Certains laboratoires cosmétiques ont recours à la formulation de « dermo-cosmétique » pour tromper le consommateur faire ressortir le côté soin dermatologique d’un cosmétique.

L’Oréal, par exemple, publie cette définition sur son site :

« La dermocosmétique représente les produits qui répondent à des attentes spécifiques des peaux en alliant sécurité et efficacité et faisant l’objet d’une recommandation de la part des professionnels de la santé (médecins dermatologues, pédiatres, médecins esthétiques et pharmaciens). Traditionnellement, la distribution de ces produits se fait dans les circuits de distribution de la santé c’est-à-dire les pharmacies, les para-pharmacies, les drugstores, les cabinets médicaux ou les médispas. »

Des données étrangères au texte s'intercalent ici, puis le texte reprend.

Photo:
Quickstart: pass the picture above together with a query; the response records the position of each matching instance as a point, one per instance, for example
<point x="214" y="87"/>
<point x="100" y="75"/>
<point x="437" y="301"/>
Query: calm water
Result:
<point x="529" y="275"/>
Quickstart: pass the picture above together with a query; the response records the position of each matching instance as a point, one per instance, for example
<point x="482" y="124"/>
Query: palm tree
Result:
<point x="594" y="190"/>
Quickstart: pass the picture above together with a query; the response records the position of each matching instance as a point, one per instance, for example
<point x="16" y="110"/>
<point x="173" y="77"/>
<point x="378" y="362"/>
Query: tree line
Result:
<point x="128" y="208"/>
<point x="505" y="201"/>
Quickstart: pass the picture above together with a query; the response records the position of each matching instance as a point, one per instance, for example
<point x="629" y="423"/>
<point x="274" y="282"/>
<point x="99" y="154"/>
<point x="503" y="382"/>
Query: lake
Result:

En réalité, il n’y a absolument aucune différence entre cosmétique et dermo-cosmétique. Une fois encore, cela n’est qu’une question marketing. Le terme dermo-cosmétique n’existe d’ailleurs pas au sens de la réglementation en vigueur.

 Le règlement européen 1223/2009, du 30 novembre 2009, relatif aux produits cosmétiques, donne à son chapitre 1, article 1 la définition suivante :

Produit cosmétique : toute substance ou tout mélange destiné à être mis en contact avec les parties superficielles du corps humain (épiderme, systèmes pileux et capillaire, ongles, lèvres et organes génitaux externes) ou avec les dents et les muqueuses buccales en vue, exclusivement ou principalement, de les nettoyer, de les parfumer, d’en modifier l’aspect, de les protéger, de les maintenir en bon état ou de corriger les odeurs corporelles.

Selon la définition légale, les cosmétiques sont donc à distinguer clairement des médicaments ! Avec l’utilisation des huiles essentielles ou des hydrolats, nous pouvons parfois nous trouver à la limite…

Bref, je parlerai toujours indifféremment de cosmétique ou dermo-cosmétique naturelle…

 

B) Acides gras : les acides gras sont les principales molécules constituant les corps gras ou lipides. Il existe une quarantaine d’acides gras différents parmi lesquels on distingue en particulier les acides gras essentiels, insaturés et saturés. Les acides gras essentiels, ne peuvent être synthétisés par notre corps et doivent donc être absorbés par notre alimentation. Il s’agit des oméga-3 et oméga-6.

Ce sont les lipides nécessaires à la peau pour lui permettre de jouer son rôle de barrière (protéger le corps de la déshydratation, des bactéries et en réguler la température) et se régénérer.

 

C) Phytostérols : les stérols végétaux encore appelés phytostérols, se trouvent à l’état naturel, dans de nombreux végétaux, et plus particulièrement dans des céréales, les fruits et les légumes. Présents en petite quantité dans la partie lipidique des plantes, les stérols ne peuvent pas être fabriqués par l’organisme humain. Ainsi, ils ne peuvent être apportés à l’organisme que par l’alimentation. Les stérols possèdent une structure chimique proche de celle du cholestérol.

Ils ont une action anti-inflammatoire pour réparer la peau abîmée.

 

D) Polyphénols : les polyphénols constituent une famille de molécules organiques hydrosolubles largement présente dans le règne végétal. Ils sont caractérisés par la présence de plusieurs groupements phénoliques associés en structures plus ou moins complexes généralement de haut poids moléculaire.

Ce sont des antioxydants naturels très puissants qui protègent la peau des radicaux libres (permettent d’éviter l’oxydation des cellules et luttent ainsi contre le vieillissement cellulaire). Ils sont en outre astringents (aident à resserrer les pores de la peau).